If the normal dual eligible plan combined the best features of MMPs and FIDE-SNPs, private insurers, integrated delivery organizations, and providers would immediately step in to coordinate care. In the last few years we have been excited to see companies such as Cityblock Health and Landmark Health devise innovative strategies for managing expensive, vulnerable populations.

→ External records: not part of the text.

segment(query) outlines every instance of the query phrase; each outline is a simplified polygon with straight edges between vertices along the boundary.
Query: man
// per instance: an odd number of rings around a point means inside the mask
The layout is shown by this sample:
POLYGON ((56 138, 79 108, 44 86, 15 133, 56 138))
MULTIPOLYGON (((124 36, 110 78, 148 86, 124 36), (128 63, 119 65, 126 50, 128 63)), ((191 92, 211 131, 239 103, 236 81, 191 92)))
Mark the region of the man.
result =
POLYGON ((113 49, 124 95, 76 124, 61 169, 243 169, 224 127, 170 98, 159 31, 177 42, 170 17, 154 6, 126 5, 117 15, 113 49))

Cityblock and Landmark are deploying creative new methodologies such as permanently assigning caseworkers to each high-need Medicaid patient and scripting out meal plans for patients to prevent diabetes, high blood cholesterol, and other chronic conditions from spiraling out of control. We have been excited to see Landmark reduce avoidable utilization by 30–40% and achieve incredible rates of patient satisfaction in the process.³²
These and even more exciting innovations in preventive medicine will continue to save taxpayer dollars while keeping Americans healthy and satisfied — but only if our system of financial incentives stimulates new ideas and allows them to go viral.
Kenneth Thorpe has estimated that moving dual eligibles into coordinated care programs would save $10–20B a year because “well managed team based care results in lower rates of emergency room, clinic and hospital days.”³³ Based on the early results from MMP and FIDE-SNP programs as well as our diligence on private sector companies caring for expensive, complex populations, we think this figure could easily be $50B per year or more. We strongly encourage continued experimentation in the states but urge policymakers to apply the lessons of the demonstration programs by swiftly making an integrated coverage model for dual eligibles the default setting in America.